Я открываю глаза, чтобы убедиться в том, производит ли мой рассказ впечатление на Лену. Производит... Лена - коралловое ухо, вся - слух!
- Так вот - крест!.. Прямо надо мной, ну в небольшом отдалении... над едва заметно волнующейся поверхностью вод вдруг высветился крест... Уже были сумерки, небо засеивали колючие золотинки южных звёзд, темнело уже... И вдруг этот свет... И как северное сияние... Ну, ты знаешь, как тут у нас... И белые наши ночи... Ну, ты помнишь...
- Посмотри в окно, - говорит Лена, - там и сейчас...
- Да! Только у нас наше сияние салатовое, а там было... сперва бледнорозовое... как шеи фламинго, помнишь, затем более насыщенное... оно густело с каждой минутой, напитывалось красным как вызревающая малина, сперва красным таким, ярко красным, а потом малиновым, как восход, наконец просто огненно-красным, даже рыжим каким-то как зловещий огонь... (Как... вдруг пришло в голову - как волосы Тины!). Небо!.. И вода... Будто это была уже не нефть, а жаркая лава, бесконечно жаркая лава вокруг, куда ни кинь взгляд... Жарко не было, было горячо... Но вода не кипела...
И вот это насыщение красным, эта наливающаяся густота ярко-огненного усиливалась по мере того...

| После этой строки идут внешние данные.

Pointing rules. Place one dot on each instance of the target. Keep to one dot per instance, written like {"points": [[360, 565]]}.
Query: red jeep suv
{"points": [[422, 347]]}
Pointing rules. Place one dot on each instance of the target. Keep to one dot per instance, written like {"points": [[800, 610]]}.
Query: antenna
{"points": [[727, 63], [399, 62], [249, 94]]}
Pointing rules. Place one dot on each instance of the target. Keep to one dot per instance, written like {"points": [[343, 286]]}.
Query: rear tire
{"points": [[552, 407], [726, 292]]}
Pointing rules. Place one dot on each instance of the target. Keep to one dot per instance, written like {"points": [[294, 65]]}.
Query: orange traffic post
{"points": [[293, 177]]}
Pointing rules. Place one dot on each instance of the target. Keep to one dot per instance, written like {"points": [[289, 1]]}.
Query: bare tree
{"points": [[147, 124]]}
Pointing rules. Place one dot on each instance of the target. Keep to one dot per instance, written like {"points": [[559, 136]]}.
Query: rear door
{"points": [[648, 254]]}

Казалось вся поверхность воды источала жар вулканической лавы... Но ничего не шипело... Было тихо-тихо... Тишина стояла такая, такая... Тишина стояла такая, что слышно было, как улыбается Небо. Да-да, Оно хихикало, смеялось над нами... Покашливая... «Выстроили... кхе-кхе?.. Ну, что вы выстроили свою Пирамиду, свою Вавилонию... кхе-кхе?». Бог, это Бог спрашивал нас простым чистым русским языком. Ухмыляясь и покашливая... Помню, я даже... Да, я даже разозлился на Него: не кашляй! Что-то выпало из меня - бульк! Это был единственный звук, который мне удалось расслышать. А что выпало - я не мог понять: я же был совсем гол, как сокол. Только плавки, только плавки... Голый как Адам! Потом я вспомнил, что выпало - флешка! Это была моя флешка, которую я всегда носил при себе, флешка, аккуратно вложенная в презерватив, на случай если... Вот как раз этот случай и представился. Я, помню, прежде чем снять шорты (совсем новые шорты!), вытащил её из заднего кармана и сунул в плавки - самое надежное место для хранения, когда ты в воде. Вот, видимо, она-то и булькнула. Это булькнула наша Пирамида! Копия была, конечно, в другом месте, копии были у Жоры, у Юли и Юры, у Наты... И теперь даже у тебя. Есть?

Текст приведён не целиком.